The association between attrition and having parent(s) as caregiver agrees with previous reports [13, 31]. This may not be unconnected with the fact that the parent(s) may be sick or die eventually, may be in denial of status, or experiencing financial difficulties due to ill health. These may explain the high attrition also recorded in adult ART programmes [36, 37]. Therefore, parents need adequate support to enable them remain alive and healthy, and to continue to take care for their infected children. Surprisingly, only one out of 13 children who had elder sibling as caregiver died and none was lost to follow-up. Programmes can explore the possibility of engaging elder siblings as secondary caregivers or primary caregivers in the event of loss of parent(s), rather than transferring care to other family members or non-family members thereby increasing the risk of attrition.

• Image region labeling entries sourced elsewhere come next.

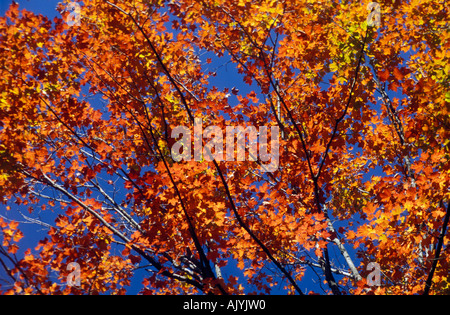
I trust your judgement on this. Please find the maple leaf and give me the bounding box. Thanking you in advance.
[0,0,450,294]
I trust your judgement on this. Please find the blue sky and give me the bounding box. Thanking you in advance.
[0,0,386,293]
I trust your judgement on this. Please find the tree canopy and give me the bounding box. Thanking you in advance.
[0,0,450,295]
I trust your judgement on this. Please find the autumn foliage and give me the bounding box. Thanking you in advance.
[0,0,450,294]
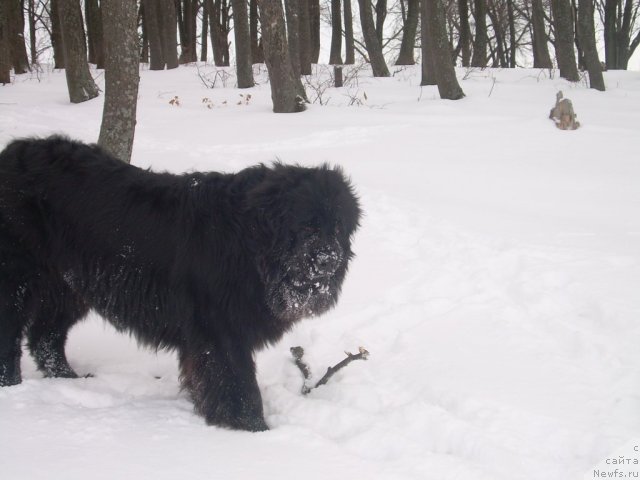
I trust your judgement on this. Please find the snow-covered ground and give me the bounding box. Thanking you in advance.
[0,65,640,480]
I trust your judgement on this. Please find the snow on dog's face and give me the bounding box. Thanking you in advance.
[248,165,360,322]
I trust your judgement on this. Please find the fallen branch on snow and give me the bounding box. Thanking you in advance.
[290,347,369,395]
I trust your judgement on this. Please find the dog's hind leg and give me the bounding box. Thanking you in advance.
[27,275,88,378]
[0,234,32,387]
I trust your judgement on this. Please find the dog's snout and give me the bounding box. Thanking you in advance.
[313,243,342,275]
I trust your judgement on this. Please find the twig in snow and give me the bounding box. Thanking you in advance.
[290,347,369,395]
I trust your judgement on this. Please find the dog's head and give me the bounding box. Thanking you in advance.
[248,164,361,322]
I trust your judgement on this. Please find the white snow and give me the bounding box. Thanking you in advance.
[0,65,640,480]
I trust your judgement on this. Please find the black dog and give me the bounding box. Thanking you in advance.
[0,137,360,430]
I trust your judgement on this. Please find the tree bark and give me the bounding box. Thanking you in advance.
[200,2,209,62]
[298,0,311,75]
[8,0,29,74]
[396,0,420,65]
[358,0,390,77]
[471,0,488,68]
[329,0,342,65]
[375,0,387,45]
[423,0,464,100]
[458,0,471,67]
[142,0,166,70]
[307,0,320,64]
[420,0,438,86]
[0,1,11,85]
[98,0,140,163]
[249,0,264,63]
[84,0,104,68]
[178,0,198,64]
[58,0,98,103]
[258,0,304,113]
[231,0,255,88]
[578,0,605,92]
[206,0,229,67]
[344,0,356,65]
[531,0,553,68]
[160,0,179,70]
[551,0,580,82]
[284,0,305,77]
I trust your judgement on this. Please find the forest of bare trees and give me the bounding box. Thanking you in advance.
[0,0,640,111]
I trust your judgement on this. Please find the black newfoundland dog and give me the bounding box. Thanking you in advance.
[0,137,360,431]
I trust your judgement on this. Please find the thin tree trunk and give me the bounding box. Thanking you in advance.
[551,0,580,82]
[420,0,438,86]
[329,0,342,65]
[84,0,104,68]
[142,0,166,70]
[200,2,209,62]
[258,0,304,113]
[249,0,264,63]
[375,0,387,45]
[0,1,11,85]
[231,0,255,88]
[507,0,517,68]
[358,0,390,77]
[471,0,488,68]
[458,0,471,67]
[156,0,179,70]
[298,0,311,75]
[98,0,140,163]
[396,0,420,65]
[27,0,38,65]
[8,0,29,74]
[284,0,305,77]
[344,0,356,65]
[578,0,605,92]
[307,0,320,64]
[423,0,464,100]
[51,0,64,68]
[531,0,553,68]
[58,0,98,103]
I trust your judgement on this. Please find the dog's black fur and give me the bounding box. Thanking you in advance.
[0,137,360,430]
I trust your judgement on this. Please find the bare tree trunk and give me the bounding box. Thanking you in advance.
[249,0,264,63]
[358,0,390,77]
[8,0,29,74]
[84,0,104,68]
[375,0,387,45]
[298,0,311,75]
[58,0,98,103]
[258,0,304,113]
[507,0,517,68]
[200,2,209,62]
[471,0,488,68]
[531,0,553,68]
[423,0,464,100]
[308,0,320,64]
[98,0,140,163]
[551,0,580,82]
[420,0,438,86]
[178,0,198,64]
[142,0,166,70]
[0,1,11,85]
[578,0,605,92]
[160,0,179,70]
[396,0,420,65]
[458,0,471,67]
[329,0,342,65]
[206,0,229,67]
[284,0,305,77]
[344,0,356,65]
[27,0,38,65]
[232,0,255,88]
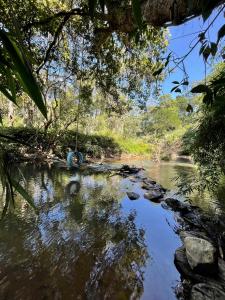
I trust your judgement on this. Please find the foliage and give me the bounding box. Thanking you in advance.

Conclusion and recommendations

The Paediatric HIV treatment programme in Nnewi, Nigeria recorded a high rate of attrition which was mostly due to loss to follow-up. Most children lost to follow-up could not be reached on phone. Major reasons for being lost to follow-up were financial constraints, loss of caregiver, claim to divine healing, family disharmony, child custody issues, and relocation of family or child. Predictors of attrition were advanced HIV disease, young age at enrolment, delay in initiating ARVs, primary caregiver, and period of enrolment.

HIV treatment service delivery should be tailored to the needs of the child and his/her family. Efforts should be intensified at early diagnosis, successful linkage to care and effective implementation of the “test and treat” strategy. Innovative child centered approaches and interventions should be adopted to enable the HIV-infected child continue treatment despite challenges which have the potential to truncate treatment. Removal of user fees and re-activation of home-visit as a component of tracking are recommended.